Vorbeugung von Arteriosklerose: Eine Vitamin-E-Zufuhr kann Arteriosklerose und koronarer Herzkrankheit und dem daraus entstehenden Herzinfarkt vorbeugen. Es gibt eine Beziehung zwischen der Vitamin-E-Versorgung und dem Auftreten dieser Krankheiten.

Krebsvorsorge: Eine gute Versorgung mit Vitamin E senkt das Risiko, an Brust- oder Lungenkrebs zu erkranken.

Zuckerkrankheit: Es gibt Hinweise, dass Vitamin E den Verlauf der Zuckerkrankheit (Diabetes mellitus) günstig beeinflussen kann. Offenbar liegt seine Wirkung darin, dass die Zerstörung der kleinen Äderchen aufgrund der Zuckerkrankheit zum Teil vermieden werden kann. Gelenkentzündungen: Diese auch Arthritis genannte Krankheit kann durch Vitamin E gemildert werden. Der Verlauf wird verlangsamt und die Schmerzen zum Teil gelindert.

Durchblutungsstörungen: Die Wirkung des Vitamin A bei Durchblutungsstörungen ist spekulativ. Sollte sie sich als richtig herausstellen, dann hätte das Vitamin A eine zusätzliche gute Wirkung sowohl in der Vorbeugung als auch bei der begleitenden Behandlung von Arteriosklerose.

Verzögerung des Alterns: Da das Vitamin E die Zellwände vor „Korrosion“ schützt, glauben Wissenschaftler, dass auch der allgemeine Alterungsprozess dadurch herausgeschoben werden kann.

Auswirkungen auf deine Ernährung

Eine optimale Zufuhr von Vitamin E beträgt 15-30 mg am Tag. Es kommt hauptsächlich in Samen und Nüssen sowie den daraus hergestellten Ölen vor. Manche fettreiche Fische enthalten ebenfalls Vitamin E. Wer sich halbwegs ausgeglichen nach LOGI ernährt, dem wird ein Vitamin-E-Mangel kaum zustoßen. Dennoch macht es Sinn auf das Vitamin E in den Lebensmitteln zu achten. Es gibt nämlich einige Gefahren, die zu einer mangelnden Zufuhr über die Nahrung führen können. Moderne Lebensmittel: Ganz besonders sind hier Weißmehlprodukte (z.B. Weißbrot) zu nennen. Dem Weißmehl ist der Keimling und damit das Vitamin E entzogen worden. Vitamin-C-Mangel: Hat sich das Vitamin E im Kampf gegen die freien Radikale verschlissen, kann es vom Vitamin C wieder instandgesetzt werden. Fehlt es am Vitamin C, dann erhöht sich der Bedarf an Vitamin E, denn es kann nicht mehr recycelt werden.

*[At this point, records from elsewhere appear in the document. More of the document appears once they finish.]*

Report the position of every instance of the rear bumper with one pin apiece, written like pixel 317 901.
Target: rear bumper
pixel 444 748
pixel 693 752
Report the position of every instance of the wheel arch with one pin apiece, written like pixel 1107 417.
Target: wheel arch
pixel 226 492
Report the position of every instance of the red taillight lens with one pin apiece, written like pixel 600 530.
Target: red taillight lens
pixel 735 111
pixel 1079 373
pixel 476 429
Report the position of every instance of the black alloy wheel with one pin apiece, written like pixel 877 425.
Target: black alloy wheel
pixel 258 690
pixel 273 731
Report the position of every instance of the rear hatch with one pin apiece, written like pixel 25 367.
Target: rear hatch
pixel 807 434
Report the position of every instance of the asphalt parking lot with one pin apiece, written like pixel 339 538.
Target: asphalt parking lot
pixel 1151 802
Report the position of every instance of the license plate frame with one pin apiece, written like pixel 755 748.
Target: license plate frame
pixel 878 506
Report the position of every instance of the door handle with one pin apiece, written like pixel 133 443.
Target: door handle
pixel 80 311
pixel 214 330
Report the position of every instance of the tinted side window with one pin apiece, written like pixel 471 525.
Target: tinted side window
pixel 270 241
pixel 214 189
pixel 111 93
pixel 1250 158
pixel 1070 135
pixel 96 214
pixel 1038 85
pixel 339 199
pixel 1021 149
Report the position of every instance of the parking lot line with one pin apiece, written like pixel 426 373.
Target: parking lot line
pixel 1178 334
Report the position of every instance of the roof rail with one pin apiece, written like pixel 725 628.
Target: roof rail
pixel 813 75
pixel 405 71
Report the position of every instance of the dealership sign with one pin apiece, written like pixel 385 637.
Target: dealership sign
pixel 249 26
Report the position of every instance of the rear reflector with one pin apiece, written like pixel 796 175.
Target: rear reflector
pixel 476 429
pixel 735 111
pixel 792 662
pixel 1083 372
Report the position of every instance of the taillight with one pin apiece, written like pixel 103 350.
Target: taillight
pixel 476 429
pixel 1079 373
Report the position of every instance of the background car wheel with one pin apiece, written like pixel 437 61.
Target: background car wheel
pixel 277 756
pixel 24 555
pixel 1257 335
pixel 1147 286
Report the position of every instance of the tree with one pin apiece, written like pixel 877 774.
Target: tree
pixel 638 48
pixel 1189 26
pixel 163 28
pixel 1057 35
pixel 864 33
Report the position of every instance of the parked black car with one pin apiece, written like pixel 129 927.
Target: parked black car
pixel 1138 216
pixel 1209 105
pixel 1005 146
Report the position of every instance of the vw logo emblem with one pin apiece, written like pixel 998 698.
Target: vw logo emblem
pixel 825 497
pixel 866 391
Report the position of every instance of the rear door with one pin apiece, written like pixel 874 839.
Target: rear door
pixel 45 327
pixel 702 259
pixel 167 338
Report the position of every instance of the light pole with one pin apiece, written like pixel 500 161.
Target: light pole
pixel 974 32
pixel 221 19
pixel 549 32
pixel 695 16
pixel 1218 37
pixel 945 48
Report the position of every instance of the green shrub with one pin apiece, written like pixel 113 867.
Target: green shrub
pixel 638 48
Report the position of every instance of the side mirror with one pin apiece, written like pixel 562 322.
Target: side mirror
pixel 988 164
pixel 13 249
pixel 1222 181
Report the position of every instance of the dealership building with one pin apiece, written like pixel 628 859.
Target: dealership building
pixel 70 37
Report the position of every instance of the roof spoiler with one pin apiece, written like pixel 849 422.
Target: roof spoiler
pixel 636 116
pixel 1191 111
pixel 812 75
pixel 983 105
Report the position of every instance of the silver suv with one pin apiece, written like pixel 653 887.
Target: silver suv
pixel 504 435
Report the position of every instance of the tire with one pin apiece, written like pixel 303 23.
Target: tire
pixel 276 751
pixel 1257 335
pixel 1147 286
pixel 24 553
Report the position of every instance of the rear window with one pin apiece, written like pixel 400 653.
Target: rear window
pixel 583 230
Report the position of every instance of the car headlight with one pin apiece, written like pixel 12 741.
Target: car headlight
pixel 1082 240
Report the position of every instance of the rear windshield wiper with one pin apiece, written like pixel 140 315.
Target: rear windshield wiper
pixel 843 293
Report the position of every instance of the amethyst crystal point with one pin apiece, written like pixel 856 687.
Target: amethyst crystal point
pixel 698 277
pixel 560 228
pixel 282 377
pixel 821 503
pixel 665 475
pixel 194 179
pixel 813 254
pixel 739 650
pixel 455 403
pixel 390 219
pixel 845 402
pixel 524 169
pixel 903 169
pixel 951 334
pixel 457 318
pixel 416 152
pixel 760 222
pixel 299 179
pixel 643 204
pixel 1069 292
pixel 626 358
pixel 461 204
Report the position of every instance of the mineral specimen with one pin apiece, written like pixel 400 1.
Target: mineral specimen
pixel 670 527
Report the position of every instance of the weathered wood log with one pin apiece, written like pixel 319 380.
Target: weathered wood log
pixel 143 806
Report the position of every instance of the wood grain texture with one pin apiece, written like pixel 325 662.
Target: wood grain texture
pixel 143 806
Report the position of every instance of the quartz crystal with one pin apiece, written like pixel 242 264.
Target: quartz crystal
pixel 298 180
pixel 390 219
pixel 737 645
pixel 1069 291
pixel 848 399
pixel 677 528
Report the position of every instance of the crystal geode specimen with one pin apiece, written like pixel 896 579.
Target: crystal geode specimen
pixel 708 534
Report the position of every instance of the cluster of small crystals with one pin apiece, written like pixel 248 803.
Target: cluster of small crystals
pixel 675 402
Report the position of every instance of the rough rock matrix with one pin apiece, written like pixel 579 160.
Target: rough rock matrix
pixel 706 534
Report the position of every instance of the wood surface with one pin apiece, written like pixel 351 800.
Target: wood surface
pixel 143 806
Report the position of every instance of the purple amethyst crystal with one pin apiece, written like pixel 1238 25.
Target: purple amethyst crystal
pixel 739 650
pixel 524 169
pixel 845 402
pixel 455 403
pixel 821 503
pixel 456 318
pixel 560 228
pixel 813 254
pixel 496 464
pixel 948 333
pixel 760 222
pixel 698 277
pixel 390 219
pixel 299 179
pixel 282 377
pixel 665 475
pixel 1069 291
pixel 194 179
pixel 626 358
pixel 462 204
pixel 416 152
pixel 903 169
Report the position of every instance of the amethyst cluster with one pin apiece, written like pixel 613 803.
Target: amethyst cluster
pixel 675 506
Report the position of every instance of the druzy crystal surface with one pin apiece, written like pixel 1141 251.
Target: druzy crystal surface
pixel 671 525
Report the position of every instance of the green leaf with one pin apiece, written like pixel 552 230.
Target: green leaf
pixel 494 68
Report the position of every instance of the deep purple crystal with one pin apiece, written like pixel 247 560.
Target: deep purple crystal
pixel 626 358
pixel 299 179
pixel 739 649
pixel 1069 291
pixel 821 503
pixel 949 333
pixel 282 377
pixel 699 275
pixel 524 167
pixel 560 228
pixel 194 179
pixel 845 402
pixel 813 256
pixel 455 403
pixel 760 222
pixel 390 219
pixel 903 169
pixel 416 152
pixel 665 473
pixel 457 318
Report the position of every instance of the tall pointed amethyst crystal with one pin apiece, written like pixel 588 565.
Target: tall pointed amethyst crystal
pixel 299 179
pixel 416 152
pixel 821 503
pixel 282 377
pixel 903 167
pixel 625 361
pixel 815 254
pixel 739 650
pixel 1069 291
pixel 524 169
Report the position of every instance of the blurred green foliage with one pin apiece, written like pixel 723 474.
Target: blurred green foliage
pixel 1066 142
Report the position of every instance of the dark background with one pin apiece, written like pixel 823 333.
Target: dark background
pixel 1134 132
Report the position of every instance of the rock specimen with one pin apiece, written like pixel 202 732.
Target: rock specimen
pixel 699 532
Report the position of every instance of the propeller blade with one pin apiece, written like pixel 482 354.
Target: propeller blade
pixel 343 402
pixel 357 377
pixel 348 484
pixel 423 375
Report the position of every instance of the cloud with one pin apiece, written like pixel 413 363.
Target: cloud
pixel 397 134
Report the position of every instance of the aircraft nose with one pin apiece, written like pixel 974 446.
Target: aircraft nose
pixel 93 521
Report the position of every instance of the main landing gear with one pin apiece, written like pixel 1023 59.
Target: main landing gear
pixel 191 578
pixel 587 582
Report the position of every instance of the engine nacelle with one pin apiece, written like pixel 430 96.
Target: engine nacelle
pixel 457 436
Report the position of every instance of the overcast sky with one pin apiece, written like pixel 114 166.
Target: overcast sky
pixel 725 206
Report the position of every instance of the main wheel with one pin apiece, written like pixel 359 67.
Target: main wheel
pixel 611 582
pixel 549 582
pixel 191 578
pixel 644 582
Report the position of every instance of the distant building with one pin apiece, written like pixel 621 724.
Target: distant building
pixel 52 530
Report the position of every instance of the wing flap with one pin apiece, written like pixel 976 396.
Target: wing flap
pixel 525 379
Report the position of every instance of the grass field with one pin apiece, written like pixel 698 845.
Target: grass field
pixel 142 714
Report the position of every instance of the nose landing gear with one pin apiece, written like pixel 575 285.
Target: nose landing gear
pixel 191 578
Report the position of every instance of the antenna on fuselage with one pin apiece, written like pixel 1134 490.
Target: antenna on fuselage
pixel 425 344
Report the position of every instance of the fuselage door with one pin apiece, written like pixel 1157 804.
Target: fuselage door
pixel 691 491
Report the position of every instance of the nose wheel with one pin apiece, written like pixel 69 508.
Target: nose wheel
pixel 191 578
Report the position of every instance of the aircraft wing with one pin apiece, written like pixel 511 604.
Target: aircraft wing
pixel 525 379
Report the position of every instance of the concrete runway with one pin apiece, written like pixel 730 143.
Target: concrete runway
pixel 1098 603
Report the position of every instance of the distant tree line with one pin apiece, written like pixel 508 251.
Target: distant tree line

Fettverdauungsstörungen: Wenn der Darm Nahrungsfett nur unzureichend aufnehmen kann, wird mit dem Fett auch das Vitamin E wieder ausgeschieden. Ursache dafür sind zumeist angeborene Krankheiten der Galle oder der Bauchspeicheldrüse.

Oxidativer Stress: Dieser entsteht bei Menschen, die sich einer hohen Belastung von freien Radikalen aussetzen. Zum Beispiel Raucher, aber auch Sportler. Raucher saugen mit jedem Zug Millionen freier Radikale in ihre Lungen hinein. Diese müssen alle neutralisiert werden. Beim Sport in den Zellen selbst erhöht. Aber keine Angst vor dem Sport: Auch die Abwehrkraft gegen freie Radikale wird durch das Training verbessert. Um dieses System aber intakt zu halten, braucht man größere Mengen an Vitamin E.